====== Parameter-Efficient Fine-Tuning (PEFT) and LoRA ======

Parameter-Efficient Fine-Tuning (PEFT) refers to a family of techniques that adapt large pre-trained models to new tasks by updating only 0.01–1% of model parameters while keeping the rest frozen. This dramatically reduces compute, memory, and storage requirements compared to full fine-tuning.((Ding et al., "Delta Tuning: A Comprehensive Study of Parameter Efficient Methods for Pre-trained Language Models" [[https://arxiv.org/abs/2203.06904|arXiv:2203.06904]]))

===== Definition and Motivation =====

Full fine-tuning requires updating every parameter of a model — often billions of weights — for each downstream task. This is prohibitively expensive at scale.
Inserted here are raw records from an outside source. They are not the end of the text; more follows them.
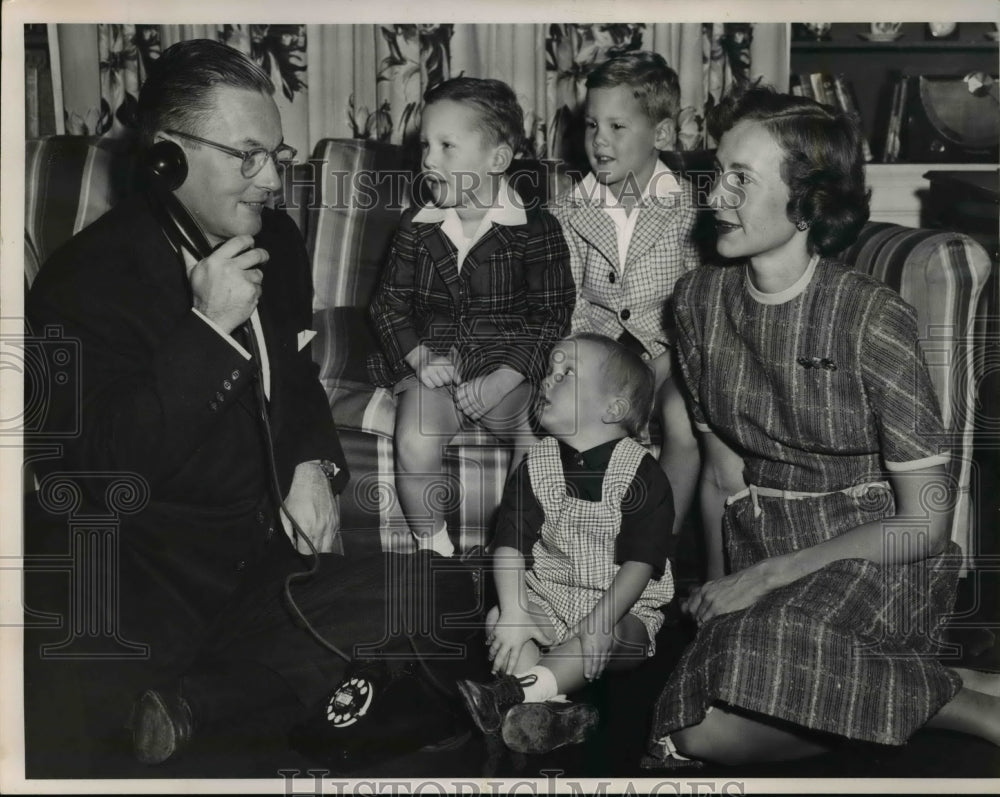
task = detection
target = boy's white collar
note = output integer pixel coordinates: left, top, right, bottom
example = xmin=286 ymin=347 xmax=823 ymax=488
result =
xmin=413 ymin=176 xmax=528 ymax=227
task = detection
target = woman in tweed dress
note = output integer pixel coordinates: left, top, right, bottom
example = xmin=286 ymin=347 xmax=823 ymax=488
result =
xmin=652 ymin=88 xmax=1000 ymax=764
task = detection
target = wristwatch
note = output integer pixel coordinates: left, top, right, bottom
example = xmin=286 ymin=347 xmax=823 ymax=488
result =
xmin=316 ymin=459 xmax=348 ymax=495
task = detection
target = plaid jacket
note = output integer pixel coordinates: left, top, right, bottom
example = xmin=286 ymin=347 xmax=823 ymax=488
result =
xmin=370 ymin=209 xmax=576 ymax=386
xmin=549 ymin=181 xmax=701 ymax=357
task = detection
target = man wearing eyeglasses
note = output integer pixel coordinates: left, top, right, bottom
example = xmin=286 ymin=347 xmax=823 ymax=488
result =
xmin=27 ymin=40 xmax=382 ymax=763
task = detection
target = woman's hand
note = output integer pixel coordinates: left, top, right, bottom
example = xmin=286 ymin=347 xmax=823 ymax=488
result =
xmin=404 ymin=343 xmax=459 ymax=388
xmin=681 ymin=558 xmax=781 ymax=626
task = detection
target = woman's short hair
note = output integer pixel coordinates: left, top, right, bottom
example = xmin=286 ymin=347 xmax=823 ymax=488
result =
xmin=708 ymin=85 xmax=871 ymax=255
xmin=587 ymin=50 xmax=681 ymax=125
xmin=137 ymin=39 xmax=274 ymax=146
xmin=424 ymin=76 xmax=524 ymax=153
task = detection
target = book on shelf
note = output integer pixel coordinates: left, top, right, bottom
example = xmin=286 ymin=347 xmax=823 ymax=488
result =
xmin=795 ymin=75 xmax=816 ymax=100
xmin=809 ymin=72 xmax=832 ymax=105
xmin=789 ymin=72 xmax=873 ymax=163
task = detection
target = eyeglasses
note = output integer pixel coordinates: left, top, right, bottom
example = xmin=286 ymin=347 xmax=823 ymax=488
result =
xmin=164 ymin=130 xmax=298 ymax=180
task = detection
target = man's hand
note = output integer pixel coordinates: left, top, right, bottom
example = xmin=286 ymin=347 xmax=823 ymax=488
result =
xmin=649 ymin=349 xmax=672 ymax=391
xmin=455 ymin=368 xmax=524 ymax=421
xmin=190 ymin=235 xmax=269 ymax=334
xmin=573 ymin=613 xmax=615 ymax=681
xmin=486 ymin=609 xmax=552 ymax=675
xmin=404 ymin=343 xmax=458 ymax=387
xmin=281 ymin=462 xmax=337 ymax=553
xmin=681 ymin=559 xmax=778 ymax=626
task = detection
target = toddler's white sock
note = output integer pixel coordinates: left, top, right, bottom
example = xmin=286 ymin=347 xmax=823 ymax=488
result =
xmin=417 ymin=526 xmax=455 ymax=556
xmin=517 ymin=664 xmax=559 ymax=703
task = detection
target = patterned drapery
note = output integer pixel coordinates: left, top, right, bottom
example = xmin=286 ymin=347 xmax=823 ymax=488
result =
xmin=50 ymin=22 xmax=788 ymax=160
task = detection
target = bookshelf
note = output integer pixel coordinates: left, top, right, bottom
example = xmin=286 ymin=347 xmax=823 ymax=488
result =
xmin=789 ymin=22 xmax=1000 ymax=163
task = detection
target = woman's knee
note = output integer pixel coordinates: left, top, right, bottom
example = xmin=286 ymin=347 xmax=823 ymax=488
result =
xmin=393 ymin=422 xmax=446 ymax=474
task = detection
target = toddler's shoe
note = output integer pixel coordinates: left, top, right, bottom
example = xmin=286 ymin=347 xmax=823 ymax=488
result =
xmin=458 ymin=675 xmax=535 ymax=733
xmin=500 ymin=700 xmax=598 ymax=755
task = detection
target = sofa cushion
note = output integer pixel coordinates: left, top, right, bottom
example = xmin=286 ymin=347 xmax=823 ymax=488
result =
xmin=843 ymin=222 xmax=991 ymax=557
xmin=306 ymin=139 xmax=411 ymax=310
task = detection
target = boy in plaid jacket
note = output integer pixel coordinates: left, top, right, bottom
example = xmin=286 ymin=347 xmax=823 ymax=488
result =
xmin=458 ymin=333 xmax=674 ymax=753
xmin=549 ymin=52 xmax=701 ymax=532
xmin=371 ymin=77 xmax=575 ymax=556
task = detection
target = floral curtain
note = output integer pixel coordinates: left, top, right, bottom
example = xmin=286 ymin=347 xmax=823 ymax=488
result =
xmin=50 ymin=22 xmax=788 ymax=160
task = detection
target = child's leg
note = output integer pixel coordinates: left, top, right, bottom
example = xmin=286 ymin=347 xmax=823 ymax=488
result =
xmin=657 ymin=375 xmax=701 ymax=534
xmin=482 ymin=382 xmax=538 ymax=478
xmin=671 ymin=671 xmax=1000 ymax=765
xmin=394 ymin=384 xmax=460 ymax=543
xmin=670 ymin=706 xmax=830 ymax=766
xmin=517 ymin=614 xmax=649 ymax=701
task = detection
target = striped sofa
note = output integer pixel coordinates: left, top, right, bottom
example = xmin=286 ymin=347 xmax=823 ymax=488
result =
xmin=25 ymin=136 xmax=990 ymax=555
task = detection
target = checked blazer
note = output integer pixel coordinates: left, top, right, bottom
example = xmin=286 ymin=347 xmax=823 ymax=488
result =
xmin=370 ymin=209 xmax=576 ymax=387
xmin=549 ymin=181 xmax=701 ymax=357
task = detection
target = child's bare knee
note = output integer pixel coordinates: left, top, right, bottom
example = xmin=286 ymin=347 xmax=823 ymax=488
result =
xmin=393 ymin=425 xmax=444 ymax=473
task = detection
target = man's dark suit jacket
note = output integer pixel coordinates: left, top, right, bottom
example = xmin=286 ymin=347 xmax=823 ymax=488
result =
xmin=27 ymin=198 xmax=346 ymax=672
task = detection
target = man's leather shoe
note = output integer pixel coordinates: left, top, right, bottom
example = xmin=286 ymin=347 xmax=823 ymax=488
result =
xmin=458 ymin=675 xmax=535 ymax=733
xmin=129 ymin=689 xmax=195 ymax=764
xmin=500 ymin=700 xmax=598 ymax=754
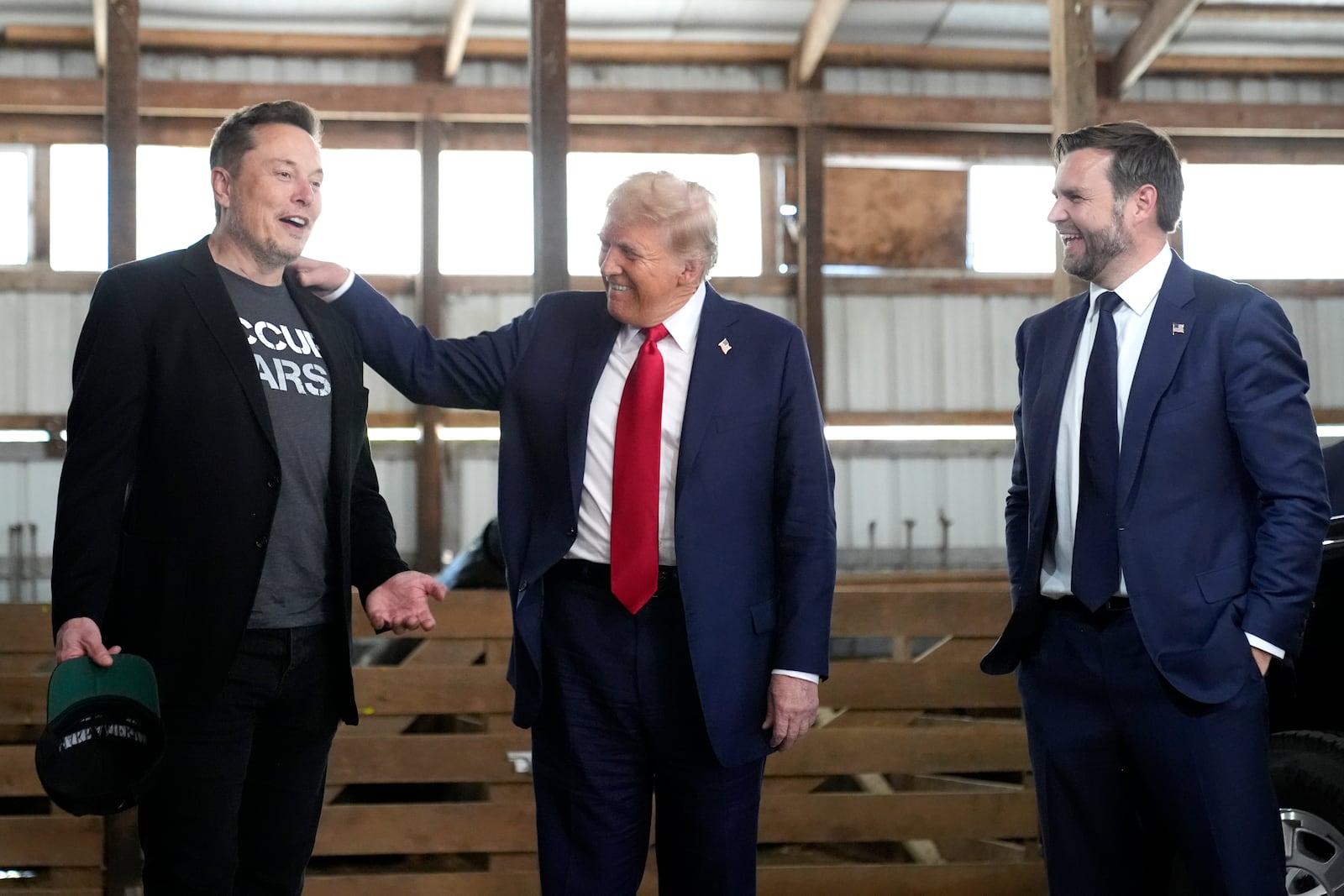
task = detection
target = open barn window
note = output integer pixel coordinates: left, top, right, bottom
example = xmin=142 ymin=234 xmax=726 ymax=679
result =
xmin=439 ymin=150 xmax=761 ymax=277
xmin=966 ymin=165 xmax=1057 ymax=274
xmin=1181 ymin=164 xmax=1344 ymax=280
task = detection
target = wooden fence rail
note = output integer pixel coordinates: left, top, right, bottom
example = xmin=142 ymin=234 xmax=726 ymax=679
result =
xmin=0 ymin=575 xmax=1044 ymax=896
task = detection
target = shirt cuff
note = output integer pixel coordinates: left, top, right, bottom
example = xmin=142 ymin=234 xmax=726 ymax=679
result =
xmin=313 ymin=270 xmax=354 ymax=302
xmin=1246 ymin=631 xmax=1284 ymax=659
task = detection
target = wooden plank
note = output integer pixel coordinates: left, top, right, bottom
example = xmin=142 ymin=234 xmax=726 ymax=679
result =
xmin=831 ymin=584 xmax=1012 ymax=638
xmin=822 ymin=661 xmax=1021 ymax=710
xmin=0 ymin=78 xmax=1344 ymax=139
xmin=0 ymin=744 xmax=45 ymax=797
xmin=96 ymin=0 xmax=139 ymax=267
xmin=764 ymin=723 xmax=1030 ymax=777
xmin=528 ymin=0 xmax=570 ymax=296
xmin=325 ymin=728 xmax=533 ymax=784
xmin=1110 ymin=0 xmax=1200 ymax=97
xmin=795 ymin=118 xmax=827 ymax=412
xmin=758 ymin=861 xmax=1046 ymax=896
xmin=317 ymin=721 xmax=1028 ymax=794
xmin=444 ymin=0 xmax=475 ymax=81
xmin=0 ymin=814 xmax=102 ymax=867
xmin=313 ymin=802 xmax=536 ymax=856
xmin=0 ymin=601 xmax=56 ymax=658
xmin=413 ymin=115 xmax=446 ymax=572
xmin=314 ymin=790 xmax=1037 ymax=856
xmin=759 ymin=790 xmax=1037 ymax=844
xmin=0 ymin=674 xmax=47 ymax=726
xmin=346 ymin=666 xmax=513 ymax=716
xmin=789 ymin=0 xmax=849 ymax=87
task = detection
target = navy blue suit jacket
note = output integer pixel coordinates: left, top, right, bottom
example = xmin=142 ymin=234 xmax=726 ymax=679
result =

PEFT addresses this by identifying a small, task-specific parameter subspace to update.

**Why PEFT matters:**

  * **Cost reduction** — Training a 7B model with LoRA requires ~1/10th the GPU memory of full fine-tuning
  * **Mitigates catastrophic forgetting** — Frozen backbone preserves general capabilities while adapters capture task-specific behavior
  * **Lower overfitting risk** — Fewer trainable parameters means less risk of memorizing small datasets
  * **Multi-task scalability** — A single base model can host dozens of lightweight adapters, one per task, swapped at inference time

**Full Fine-Tuning vs. PEFT:**

^ Dimension ^ Full Fine-Tuning ^ PEFT (e.g. LoRA) ^
| Trainable params | 100% | 0.01–1% |
| GPU memory (7B model) | ~80 GB (bf16) | ~8–16 GB |
| Training time | Days–weeks | Hours–days |
| Catastrophic forgetting | High risk | Low risk |
| Per-task storage | Full model copy | Small adapter (~10–100 MB) |
| Multi-task serving | One model per task | One base + N adapters |

===== LoRA: Low-Rank Adaptation =====

LoRA((Hu et al. 2021, "LoRA: Low-Rank Adaptation of Large Language Models" [[https://arxiv.org/abs/2106.09685|arXiv:2106.09685]])) is the most widely adopted PEFT method. Instead of updating a weight matrix **W** directly, it injects a low-rank decomposition:

<code>
delta_W = B * A

where:
  W  is the original frozen weight  (d x k)
  B  is a trainable matrix           (d x r)
  A  is a trainable matrix           (r x k)
  r << min(d, k)   [the rank]
</code>

During forward pass: //h = W_0 x + (B A) x//

==== Alpha Scaling ====

LoRA introduces a scaling hyperparameter //alpha// applied to the adapter output:

<code>
output = W_0 x + (alpha / r) * B * A * x
</code>

Typically //alpha// is set equal to //r// (so the scale factor is 1), or to //2r// for slightly stronger adaptation. This decouples learning rate sensitivity from rank choice.

==== Rank Selection ====

  * **r = 4–8**: Most common default; sufficient for instruction following and style adaptation
  * **r = 16–64**: For domain adaptation or tasks requiring significant behavioral shift
  * **r = 128+**: Rarely needed; approaches full fine-tuning parameter counts

The rule of thumb is to start with **r = 8** and increase only if validation loss stagnates.

==== Target Layers ====

LoRA is typically applied to the attention projection matrices:

  * **W_q** (query) and **W_v** (value) — minimum effective set
  * **W_k** (key) and **W_o** (output projection) — common addition
  * MLP layers (up/down/gate projections) — for stronger adaptation

Applying LoRA to all linear layers generally yields the best results at modest rank.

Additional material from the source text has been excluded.